To me, relationships are the foundation of everything. They matter. And it really is easy to manage relationships when things are going great, but when things hit a little rough patch, investing in relationships becomes even more vital. During those times, it’s critical to think of your partner first and really make sure their needs are being fulfilled. If you do that well, all the rest will take care of itself.
How does your previous experience as an airport executive inform your work at CMT today?
I bring my client-side perspective to the work I do at CMT. I understand the challenges and pain points airport executives face – I’ve been in their shoes – so I bring that awareness to the table when serving CMT’s clients.
For example, I’ve been through hundreds of proposal solicitations and multiple hundreds of interviews over the years. It amazed me, the number of well-qualified firms that consistently failed to address anything beyond the technical side of their work.
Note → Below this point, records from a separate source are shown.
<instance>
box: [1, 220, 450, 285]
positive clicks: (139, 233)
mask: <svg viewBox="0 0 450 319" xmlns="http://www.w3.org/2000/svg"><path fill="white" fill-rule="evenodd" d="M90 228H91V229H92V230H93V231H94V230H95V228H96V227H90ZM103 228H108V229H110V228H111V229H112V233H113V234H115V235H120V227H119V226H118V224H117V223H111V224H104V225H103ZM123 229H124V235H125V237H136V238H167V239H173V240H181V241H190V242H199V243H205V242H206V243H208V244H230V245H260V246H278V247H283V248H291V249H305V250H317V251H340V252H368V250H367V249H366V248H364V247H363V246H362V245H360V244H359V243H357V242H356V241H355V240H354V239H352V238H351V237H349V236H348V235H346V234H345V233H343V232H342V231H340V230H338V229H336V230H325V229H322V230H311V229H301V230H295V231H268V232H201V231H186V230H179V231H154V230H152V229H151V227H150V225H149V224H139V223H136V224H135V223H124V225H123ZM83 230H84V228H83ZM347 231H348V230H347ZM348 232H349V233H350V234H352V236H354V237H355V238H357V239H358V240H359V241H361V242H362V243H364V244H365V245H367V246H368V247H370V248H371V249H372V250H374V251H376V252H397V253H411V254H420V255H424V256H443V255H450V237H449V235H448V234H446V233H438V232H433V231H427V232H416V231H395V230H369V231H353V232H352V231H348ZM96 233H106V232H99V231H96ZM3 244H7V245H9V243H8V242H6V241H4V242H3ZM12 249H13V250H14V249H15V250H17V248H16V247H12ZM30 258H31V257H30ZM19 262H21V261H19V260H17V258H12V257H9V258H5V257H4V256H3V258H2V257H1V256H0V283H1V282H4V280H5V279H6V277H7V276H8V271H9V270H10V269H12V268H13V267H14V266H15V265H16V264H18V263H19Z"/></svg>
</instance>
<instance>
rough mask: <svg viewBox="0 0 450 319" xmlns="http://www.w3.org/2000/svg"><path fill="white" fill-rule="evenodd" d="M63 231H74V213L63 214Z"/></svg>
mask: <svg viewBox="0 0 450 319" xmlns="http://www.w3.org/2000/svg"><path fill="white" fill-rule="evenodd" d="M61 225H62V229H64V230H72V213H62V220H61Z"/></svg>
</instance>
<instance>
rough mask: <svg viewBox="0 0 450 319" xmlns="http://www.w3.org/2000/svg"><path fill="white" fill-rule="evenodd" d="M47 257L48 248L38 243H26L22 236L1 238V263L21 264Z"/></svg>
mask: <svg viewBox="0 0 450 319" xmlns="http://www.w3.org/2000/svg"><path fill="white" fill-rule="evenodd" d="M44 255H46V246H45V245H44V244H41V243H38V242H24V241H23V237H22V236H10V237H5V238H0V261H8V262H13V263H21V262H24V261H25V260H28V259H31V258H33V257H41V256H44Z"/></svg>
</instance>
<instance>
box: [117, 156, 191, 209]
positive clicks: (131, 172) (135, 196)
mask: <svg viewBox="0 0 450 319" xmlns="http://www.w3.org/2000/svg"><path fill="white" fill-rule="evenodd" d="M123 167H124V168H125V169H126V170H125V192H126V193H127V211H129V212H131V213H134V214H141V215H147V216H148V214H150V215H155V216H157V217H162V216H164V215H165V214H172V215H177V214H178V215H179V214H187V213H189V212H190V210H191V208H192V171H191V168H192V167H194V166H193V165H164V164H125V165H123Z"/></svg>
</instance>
While the technical details may resonate with a few individuals on any given selection committee, it’s vital to communicate how you’ll be providing solutions to others sitting at the table, as well.
From my perspective, if you’re in the interview, you have the technical qualifications and resume to be there. Now is the opportunity to illustrate how you, as a firm, are going to make it easy for me to do my job, whether my role is focused on the technical side, the financial side, the operational side, or the governmental side. How can you simplify my job?
The firms that can effectively illustrate their value across the board are the ones that, in my view, rise to the top of any interview process. Part of my role here at CMT, at times, has been to remind folks of that occasionally.
How do the lessons you’ve taken from your airport work over the years apply to infrastructure work more broadly?
One is relationships: building that strong foundation. Regardless of the sector, you’re in, it’s just important. Understanding the needs of your clients and stakeholders – and the communities they serve – puts you in a great position when responding to anything.
The second is also simple: Do what you say you will do. Following through with what you say you can do – actually delivering on time, on budget, and so forth – one would think that would be normal. But from my perspective as an airport executive, I’m telling you that is not normal. I can’t tell you how many times I’ve been disappointed with firms not following through on their commitments. It seems very fundamental, but unfortunately, it just is not the norm.
What do you most value about CMT’s workplace culture?
I can honestly wrap it up with one word: family. Dan and Bill – those two folks are the most genuine leaders I’ve ever been affiliated with at any company I’ve been with, or that I’ve dealt with. They truly care about all 400 of us, and they set the tone for the whole firm. I’m at that point in my career where that family-oriented culture really matters to me, and that’s my favorite aspect of CMT. There’s a reason that when folks are hired here, they tend to stay here.